Vermont Woman’s Broken Leg Results In $100,000 Bill
By Consumers For Quality Care, on December 19, 2018
When Sarah Witter fell skiing and could not get back up, she knew that she had suffered a serious fall. What she did not know – or even anticipate – was the aftermath that the fall would create, Kaiser Health News reports. At the hospital, x-rays showed that Witter had broken two major bones in her left leg and needed surgery.
A surgeon at Rutland Regional Medical Center screwed two gleaming metal plates onto the bones to stabilize them. “I was very pleased with how things came together,” the doctor wrote in his operation notes.
By late spring, Witter could tell that something was wrong. She returned to the doctor’s office, where she learned that the plate in her leg had broken. The surgeon replaced the broken plate with a larger one. Witter was nervous that she had done something to cause the plate to break, although she was following her doctor’s post-op instructions. Her doctor assured her that the broken plate was not her fault.
Witter’s bill for the surgeries brought a whole new set of issues. The bill totaled nearly $100,000 including emergency services, physical therapy, and hospital care. Roughly $53,000 of the bill was for the initial surgery, with an additional $43,000 for the subsequent surgery to replace the broken plate. Witter’s insurer, Aetna, paid $76,783, leaving her responsible for $18,422. Much of the portion that Witter ended up paying is what is known as a “balance bill.” When Aetna considered some of the bills excessive and refused to pay them, Rutland Regional passed the charges along to Witter.
Dr. James Rickert, president of the Society for Patient Centered Orthopedics, says that when the surgery is performed correctly and the patient follows the post-op plan honestly, the plausible explanation for a plate failure is a product defect. Unfortunately, warranties covering surgeries or medical devices are uncommon.
When devices or treatments fail and need to be replaced or redone, patients (and their insurers) are expected to foot the bill. That may be understandable if a first course of antibiotics doesn’t clear a bronchitis, requiring a second drug. But it is more problematic — and far more expensive — when a piece of surgical hardware fails, whether it’s a pacemaker, a hip that dislocates in the days after surgery or a fractured metal plate.
Vice president for quality and patient safety policy at the American Hospital Association, Nancy Foster, says that hospitals will often not charge for a second surgery if they believe they are responsible for its need. Rutland Region refused to discuss its policy regarding charging a patient for a second surgery, KHN reports.
Hospitals do not consider it their responsibility if a medical device failure is the problem, Foster said. But manufacturers are reluctant to take the blame for an unsuccessful surgery.

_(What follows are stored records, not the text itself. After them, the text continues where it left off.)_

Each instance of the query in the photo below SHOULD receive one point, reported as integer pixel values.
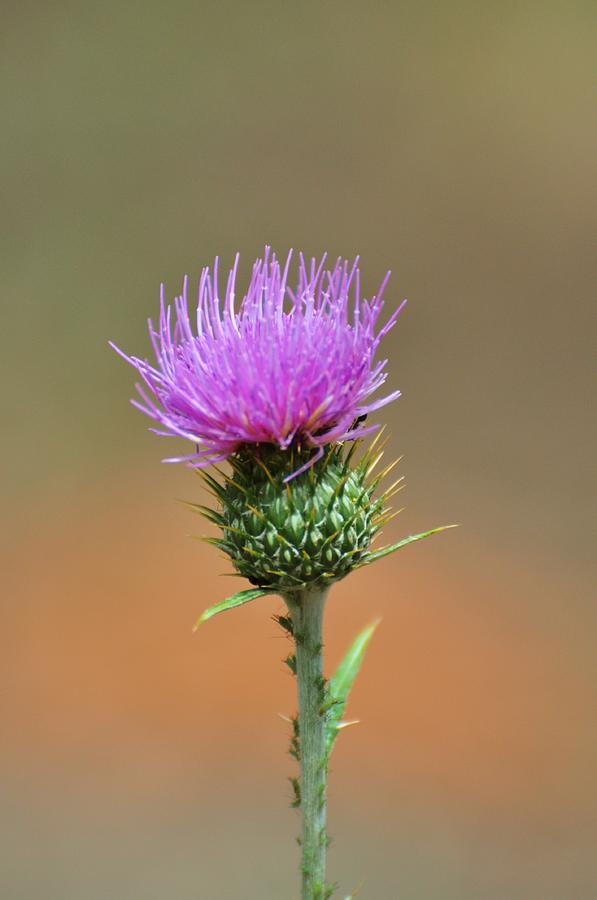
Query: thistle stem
(306, 611)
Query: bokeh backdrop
(452, 143)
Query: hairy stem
(306, 610)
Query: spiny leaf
(231, 603)
(385, 551)
(341, 683)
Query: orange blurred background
(450, 143)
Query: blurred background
(452, 143)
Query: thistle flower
(279, 386)
(289, 365)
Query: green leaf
(231, 603)
(340, 685)
(385, 551)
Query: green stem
(306, 610)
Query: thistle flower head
(288, 365)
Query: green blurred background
(452, 143)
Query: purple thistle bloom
(289, 365)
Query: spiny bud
(311, 530)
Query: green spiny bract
(309, 531)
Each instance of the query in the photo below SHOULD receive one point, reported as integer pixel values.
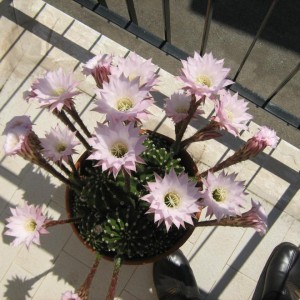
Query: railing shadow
(37, 179)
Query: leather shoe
(174, 278)
(280, 278)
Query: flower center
(230, 115)
(220, 194)
(60, 147)
(58, 92)
(172, 200)
(181, 109)
(204, 80)
(124, 104)
(119, 149)
(30, 225)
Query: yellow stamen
(204, 80)
(30, 225)
(124, 104)
(119, 149)
(60, 147)
(172, 200)
(58, 92)
(220, 194)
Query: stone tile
(252, 252)
(168, 84)
(107, 46)
(66, 275)
(102, 279)
(208, 259)
(293, 235)
(293, 206)
(56, 58)
(126, 296)
(8, 186)
(141, 283)
(54, 19)
(288, 155)
(11, 33)
(19, 284)
(240, 287)
(30, 7)
(82, 35)
(8, 253)
(273, 189)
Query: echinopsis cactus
(132, 194)
(115, 222)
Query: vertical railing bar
(208, 17)
(101, 2)
(167, 20)
(282, 84)
(131, 11)
(262, 26)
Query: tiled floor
(226, 262)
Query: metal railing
(130, 24)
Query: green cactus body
(115, 222)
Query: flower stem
(74, 114)
(207, 133)
(114, 279)
(63, 168)
(62, 116)
(83, 292)
(182, 126)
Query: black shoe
(174, 278)
(280, 278)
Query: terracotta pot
(191, 169)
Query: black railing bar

The medical device manufacturers’ trade group, AdvaMed, said that in some circumstances medical device companies would provide a replacement part. Other times, they won’t. Medical devices are not cheap for consumers. Witter was billed $9,700 for the first set of plates and more than $12,800 for the second.
“The biggest annoyance with this whole thing, even though it took eight months out of my life, is I hate to pay for it again, and the doctor clearly said it wasn’t anything I did,” she said.